You'll note that CL was on the verge of being a plumbing language, and as it tried to do so it became loaded with syntax. (Iteration macros being just the tip of the iceburg.) Scheme seemed to step back a bit and say, "We're not a general purpose language, unless your general purpose is experimenting with little languages." (Which is where I think the PLT group wants to go.)

>> No.3186427

>>3186263
To expand a little bit: the correlation between syntax and plumbing is not accidental. In C++, abortion that it is, syntax was added to C to avoid hand-rolling vtables in an attempt to make programs scale better. To help encourage efficient allocation, C++'s faux-OO system tried to engineer its way around incomplete typedefs in C. (Forward declaration.) This interacts in a lot of scary ways will all the other retarded additions and IMO it was horribly unsuccessful at achieving its own goals, but for all that it's still probably a better C, if you manage to stick to C-like programming and don't probe the dark corners of the fractal that is C++ grammar.

Lisp is also a better scheme (which is funny, since they came about in the other direction), and at the very start if you want to compare lisp and scheme you come across the function environment issue, requiring (surprise!) syntax. A complicated macro system like CLOS is of course megatons of syntax.

I'm not saying "Given syntax, you have a plumbing language," but "Given a plumbing language, you have syntax." Common things that are easy to think about but hard to do right often get built into a language. (With, sometimes, mixed success.)

I know almost nothing about APL, btw.

>> No.3187569

>>3186263
> Haskell is totally a plumbing language.

Either you omitted a "not" or you don't understand what "plumbing" means in this thread. Apart from anything else, a plumbing language needs libraries to plumb together, and Haskell has even fewer libraries than Lisp.

Also, most libraries have tend to have impure (stateful) interfaces, which means that any Haskell bindings need to be in the IO monad, which is rather "unHaskell-like". If 90% of your program needs to be in the IO monad, you chose the wrong language.

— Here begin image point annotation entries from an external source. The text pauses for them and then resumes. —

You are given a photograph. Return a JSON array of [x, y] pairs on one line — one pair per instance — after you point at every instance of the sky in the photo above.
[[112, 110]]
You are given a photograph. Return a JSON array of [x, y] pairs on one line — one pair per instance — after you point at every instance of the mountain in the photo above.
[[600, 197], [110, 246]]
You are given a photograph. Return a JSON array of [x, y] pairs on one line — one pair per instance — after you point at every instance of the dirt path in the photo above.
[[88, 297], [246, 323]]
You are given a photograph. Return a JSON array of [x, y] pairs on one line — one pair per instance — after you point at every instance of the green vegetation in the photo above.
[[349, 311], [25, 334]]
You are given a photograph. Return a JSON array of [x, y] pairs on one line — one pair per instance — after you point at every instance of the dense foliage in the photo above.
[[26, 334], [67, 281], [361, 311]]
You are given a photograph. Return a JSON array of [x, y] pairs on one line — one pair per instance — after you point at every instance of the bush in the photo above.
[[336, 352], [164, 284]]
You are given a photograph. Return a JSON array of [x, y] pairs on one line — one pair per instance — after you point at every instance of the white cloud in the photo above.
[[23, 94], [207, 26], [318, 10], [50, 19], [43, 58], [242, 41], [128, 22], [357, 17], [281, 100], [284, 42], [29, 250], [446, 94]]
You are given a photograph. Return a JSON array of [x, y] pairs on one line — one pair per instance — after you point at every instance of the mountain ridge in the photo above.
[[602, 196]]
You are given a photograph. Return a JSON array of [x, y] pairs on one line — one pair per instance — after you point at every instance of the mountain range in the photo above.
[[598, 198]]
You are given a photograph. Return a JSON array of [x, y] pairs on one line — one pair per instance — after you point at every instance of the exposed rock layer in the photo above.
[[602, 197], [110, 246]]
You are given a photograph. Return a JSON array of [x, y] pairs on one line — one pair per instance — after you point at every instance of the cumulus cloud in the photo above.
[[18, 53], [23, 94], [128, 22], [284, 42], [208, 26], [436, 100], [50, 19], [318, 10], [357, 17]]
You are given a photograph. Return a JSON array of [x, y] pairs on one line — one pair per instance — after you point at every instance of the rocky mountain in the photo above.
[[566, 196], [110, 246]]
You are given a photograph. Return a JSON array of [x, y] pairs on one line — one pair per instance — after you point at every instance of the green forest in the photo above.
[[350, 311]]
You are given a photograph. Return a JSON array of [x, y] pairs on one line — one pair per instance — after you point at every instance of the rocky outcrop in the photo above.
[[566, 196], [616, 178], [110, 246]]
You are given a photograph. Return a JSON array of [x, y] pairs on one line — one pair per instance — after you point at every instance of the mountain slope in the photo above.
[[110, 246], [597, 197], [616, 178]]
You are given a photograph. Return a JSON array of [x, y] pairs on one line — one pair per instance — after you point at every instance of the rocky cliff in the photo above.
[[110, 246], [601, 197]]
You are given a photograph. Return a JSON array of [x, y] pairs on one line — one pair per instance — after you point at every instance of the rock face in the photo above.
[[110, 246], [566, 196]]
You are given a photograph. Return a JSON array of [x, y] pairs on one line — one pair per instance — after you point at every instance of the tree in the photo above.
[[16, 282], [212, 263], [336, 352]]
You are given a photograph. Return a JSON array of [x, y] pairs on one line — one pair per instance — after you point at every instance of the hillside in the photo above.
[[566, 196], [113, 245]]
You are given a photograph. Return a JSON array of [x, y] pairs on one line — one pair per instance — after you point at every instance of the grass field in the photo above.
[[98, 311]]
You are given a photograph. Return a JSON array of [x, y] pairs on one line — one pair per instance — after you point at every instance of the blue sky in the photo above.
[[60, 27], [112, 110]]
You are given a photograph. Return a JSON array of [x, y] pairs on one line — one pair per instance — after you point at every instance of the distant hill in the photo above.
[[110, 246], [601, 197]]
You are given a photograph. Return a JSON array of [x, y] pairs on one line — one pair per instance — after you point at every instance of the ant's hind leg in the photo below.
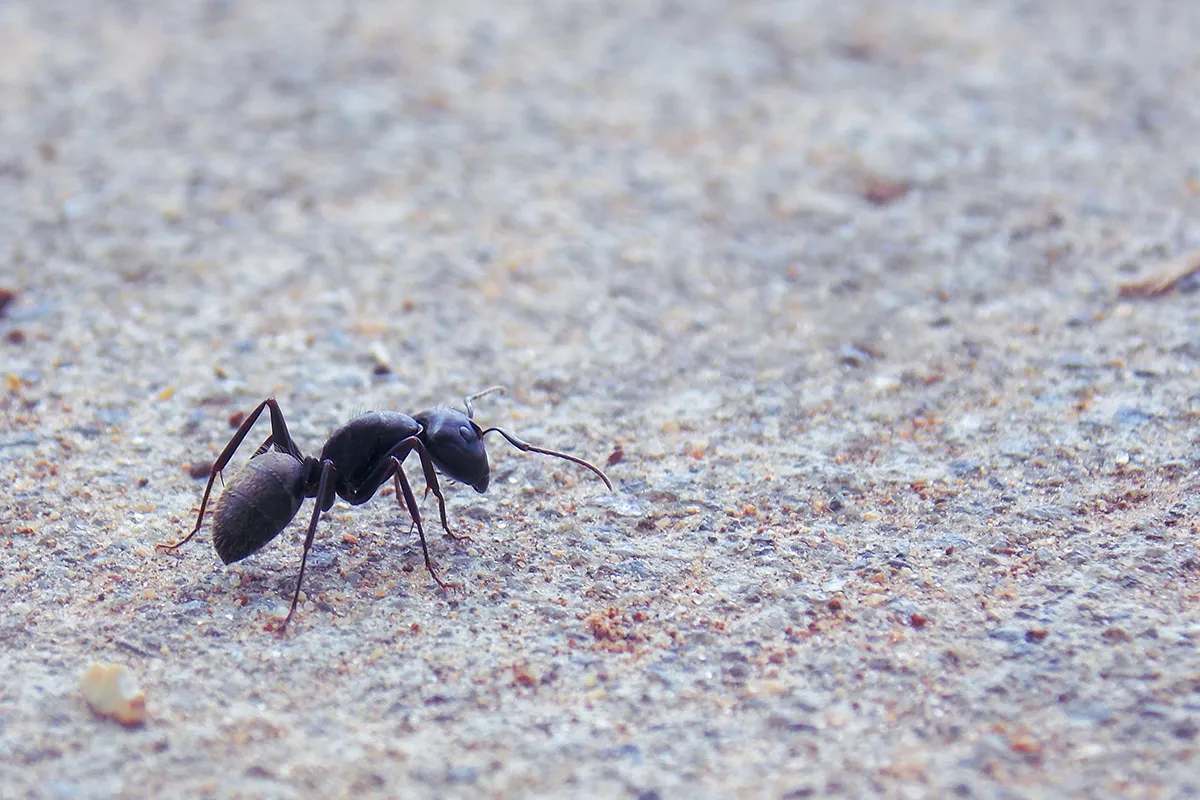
[[280, 435]]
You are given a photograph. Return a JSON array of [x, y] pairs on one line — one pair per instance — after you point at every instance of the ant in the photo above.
[[357, 459]]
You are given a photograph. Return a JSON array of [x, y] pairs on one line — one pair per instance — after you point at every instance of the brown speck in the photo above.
[[522, 677], [1025, 745], [199, 469], [1115, 635], [882, 191]]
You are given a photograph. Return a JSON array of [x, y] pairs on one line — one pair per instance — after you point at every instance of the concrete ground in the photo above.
[[905, 489]]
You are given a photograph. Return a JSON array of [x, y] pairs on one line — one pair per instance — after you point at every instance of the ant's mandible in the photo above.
[[357, 459]]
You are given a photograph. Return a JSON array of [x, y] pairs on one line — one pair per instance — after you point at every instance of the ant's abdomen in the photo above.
[[257, 504]]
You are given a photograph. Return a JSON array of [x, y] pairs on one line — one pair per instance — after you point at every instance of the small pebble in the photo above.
[[112, 691]]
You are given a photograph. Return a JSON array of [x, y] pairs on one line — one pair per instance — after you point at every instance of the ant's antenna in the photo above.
[[471, 409], [525, 446]]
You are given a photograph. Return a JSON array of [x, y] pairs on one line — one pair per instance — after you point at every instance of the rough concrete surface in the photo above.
[[906, 504]]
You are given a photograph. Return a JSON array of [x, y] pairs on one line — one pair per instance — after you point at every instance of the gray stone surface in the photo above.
[[907, 501]]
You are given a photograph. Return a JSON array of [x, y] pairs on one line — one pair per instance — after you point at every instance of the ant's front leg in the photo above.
[[402, 480]]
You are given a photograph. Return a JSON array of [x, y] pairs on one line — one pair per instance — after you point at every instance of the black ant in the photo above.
[[357, 459]]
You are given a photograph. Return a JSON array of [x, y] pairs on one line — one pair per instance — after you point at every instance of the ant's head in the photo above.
[[456, 445]]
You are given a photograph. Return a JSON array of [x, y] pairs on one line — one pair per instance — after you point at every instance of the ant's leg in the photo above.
[[417, 517], [525, 446], [279, 434], [431, 485], [400, 499], [384, 470], [263, 447], [324, 492]]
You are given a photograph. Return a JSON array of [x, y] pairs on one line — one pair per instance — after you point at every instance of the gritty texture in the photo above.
[[905, 492]]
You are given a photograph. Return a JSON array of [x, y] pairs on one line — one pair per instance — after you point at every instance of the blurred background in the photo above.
[[832, 289]]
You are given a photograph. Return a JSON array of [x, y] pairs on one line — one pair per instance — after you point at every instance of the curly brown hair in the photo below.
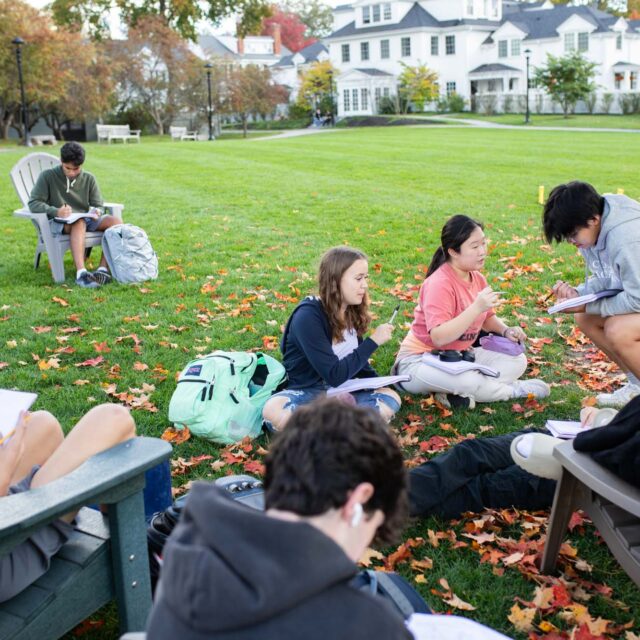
[[332, 267], [327, 449]]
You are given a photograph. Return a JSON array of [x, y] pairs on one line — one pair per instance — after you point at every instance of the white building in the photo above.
[[477, 47]]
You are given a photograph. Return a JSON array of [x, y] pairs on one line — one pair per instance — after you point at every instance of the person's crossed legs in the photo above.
[[77, 235]]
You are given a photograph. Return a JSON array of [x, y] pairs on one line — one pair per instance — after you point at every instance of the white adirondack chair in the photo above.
[[24, 175]]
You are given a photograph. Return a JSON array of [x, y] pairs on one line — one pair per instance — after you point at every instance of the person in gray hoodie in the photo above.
[[334, 479], [606, 231]]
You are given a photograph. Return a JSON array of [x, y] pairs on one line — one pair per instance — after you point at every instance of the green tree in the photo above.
[[417, 85], [181, 15], [155, 71], [317, 86], [251, 92], [566, 79]]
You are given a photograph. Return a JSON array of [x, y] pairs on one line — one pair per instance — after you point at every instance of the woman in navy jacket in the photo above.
[[324, 345]]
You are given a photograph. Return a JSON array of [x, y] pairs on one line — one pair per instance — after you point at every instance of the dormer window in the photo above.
[[373, 13]]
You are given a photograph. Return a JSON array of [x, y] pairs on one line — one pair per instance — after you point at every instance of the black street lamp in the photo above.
[[208, 67], [527, 117], [18, 42]]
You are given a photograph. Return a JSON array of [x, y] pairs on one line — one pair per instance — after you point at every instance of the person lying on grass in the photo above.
[[606, 232], [324, 342], [334, 479], [38, 453], [455, 305]]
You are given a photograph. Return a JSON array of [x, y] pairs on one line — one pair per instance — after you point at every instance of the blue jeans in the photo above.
[[371, 398], [475, 474]]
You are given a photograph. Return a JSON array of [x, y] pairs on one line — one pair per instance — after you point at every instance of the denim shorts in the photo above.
[[57, 228], [371, 398]]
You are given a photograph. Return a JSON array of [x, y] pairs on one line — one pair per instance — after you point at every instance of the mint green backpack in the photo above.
[[220, 396]]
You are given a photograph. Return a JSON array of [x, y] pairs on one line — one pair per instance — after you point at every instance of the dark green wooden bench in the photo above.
[[106, 557]]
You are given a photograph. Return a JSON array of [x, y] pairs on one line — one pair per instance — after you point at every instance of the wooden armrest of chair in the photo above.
[[108, 477], [605, 483], [25, 213]]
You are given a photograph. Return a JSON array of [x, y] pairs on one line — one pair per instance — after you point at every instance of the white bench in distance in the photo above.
[[181, 133], [122, 132]]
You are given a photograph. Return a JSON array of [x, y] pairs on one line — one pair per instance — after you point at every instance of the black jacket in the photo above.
[[616, 446], [232, 573]]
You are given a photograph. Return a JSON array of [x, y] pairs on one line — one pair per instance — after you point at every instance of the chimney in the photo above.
[[239, 41], [277, 39]]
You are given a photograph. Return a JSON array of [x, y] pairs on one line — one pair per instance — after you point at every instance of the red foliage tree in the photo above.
[[292, 29]]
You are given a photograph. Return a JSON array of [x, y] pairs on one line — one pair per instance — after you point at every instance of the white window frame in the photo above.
[[405, 47], [569, 42], [450, 45]]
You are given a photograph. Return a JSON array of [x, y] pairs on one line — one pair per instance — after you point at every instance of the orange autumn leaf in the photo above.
[[176, 436]]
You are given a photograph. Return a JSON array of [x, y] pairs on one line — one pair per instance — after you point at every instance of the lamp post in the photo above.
[[527, 117], [330, 73], [208, 67], [18, 42]]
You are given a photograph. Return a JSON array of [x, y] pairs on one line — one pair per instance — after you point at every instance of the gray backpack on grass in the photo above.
[[129, 254]]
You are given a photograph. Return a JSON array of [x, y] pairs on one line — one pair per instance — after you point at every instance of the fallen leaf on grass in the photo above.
[[522, 619], [176, 436], [91, 362]]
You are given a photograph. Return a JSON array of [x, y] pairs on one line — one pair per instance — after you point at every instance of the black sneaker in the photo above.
[[102, 277], [452, 401], [87, 281]]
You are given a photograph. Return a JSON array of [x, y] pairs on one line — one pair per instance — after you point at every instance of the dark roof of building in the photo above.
[[529, 17], [310, 54], [484, 68], [540, 23], [373, 72]]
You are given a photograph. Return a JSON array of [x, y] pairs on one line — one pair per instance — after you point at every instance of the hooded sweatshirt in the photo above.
[[53, 190], [614, 261], [234, 573]]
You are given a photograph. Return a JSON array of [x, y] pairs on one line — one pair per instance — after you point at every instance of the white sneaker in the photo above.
[[535, 388], [619, 397]]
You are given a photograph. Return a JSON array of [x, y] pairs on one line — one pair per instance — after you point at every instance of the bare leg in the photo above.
[[99, 429], [105, 223], [77, 234], [42, 436]]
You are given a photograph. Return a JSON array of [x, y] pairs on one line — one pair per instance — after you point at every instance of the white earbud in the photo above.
[[357, 514]]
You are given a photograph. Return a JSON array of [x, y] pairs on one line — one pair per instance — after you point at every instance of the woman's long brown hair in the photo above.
[[332, 267]]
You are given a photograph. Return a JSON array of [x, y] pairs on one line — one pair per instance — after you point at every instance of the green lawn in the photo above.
[[251, 218], [558, 120]]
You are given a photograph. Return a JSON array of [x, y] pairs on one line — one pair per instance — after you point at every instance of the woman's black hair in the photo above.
[[570, 207], [455, 233]]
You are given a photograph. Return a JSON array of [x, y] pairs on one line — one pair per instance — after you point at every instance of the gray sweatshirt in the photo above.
[[614, 261]]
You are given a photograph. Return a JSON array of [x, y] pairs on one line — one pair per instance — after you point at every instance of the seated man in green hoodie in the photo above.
[[606, 232], [67, 189]]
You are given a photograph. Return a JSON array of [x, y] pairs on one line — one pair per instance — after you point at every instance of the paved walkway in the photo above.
[[446, 122]]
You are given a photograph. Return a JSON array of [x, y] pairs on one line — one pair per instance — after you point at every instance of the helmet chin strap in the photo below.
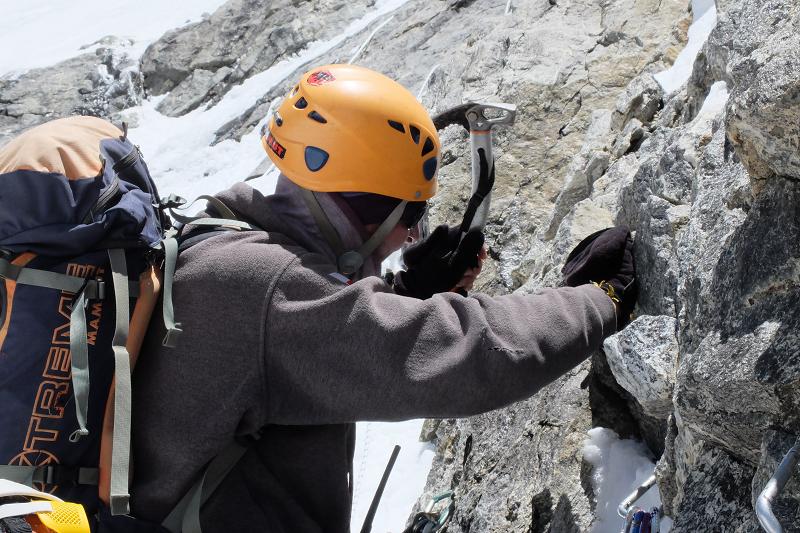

> how most real programs are made (for certain definitions of real).

Right. If Haskell was a plumbing language, you'd expect to see more real programs written in it. The usual refrain is "Haskell wasn't designed for writing programs; it was designed for writing academic papers". And that usually comes from people who actually use Haskell.

Apart from the lack of libraries, the biggest problem with writing real programs in Haskell is that space complexity (memory usage) is not only not formally defined but usually not even sane (e.g. iterating over a structure will probably use memory proportional to the size of the structure unless you specifically prevent it by using "seq").

>> No.3187580

> Given a plumbing language, you have syntax.

Tcl is totally a plumbing language and has almost no syntax (the language's syntax is specified in its entirety in the man page, which is only 156 lines (not including header, footer and blank lines).

Perl is totally a plumbing language and has a shitload of syntax.

APL is the opposite of a plumbing language (I don't know if it can even invoke external commands or access external libraries) and is almost entirely syntax (to the point where you need a terminal with loads of mathematical symbols to even type it).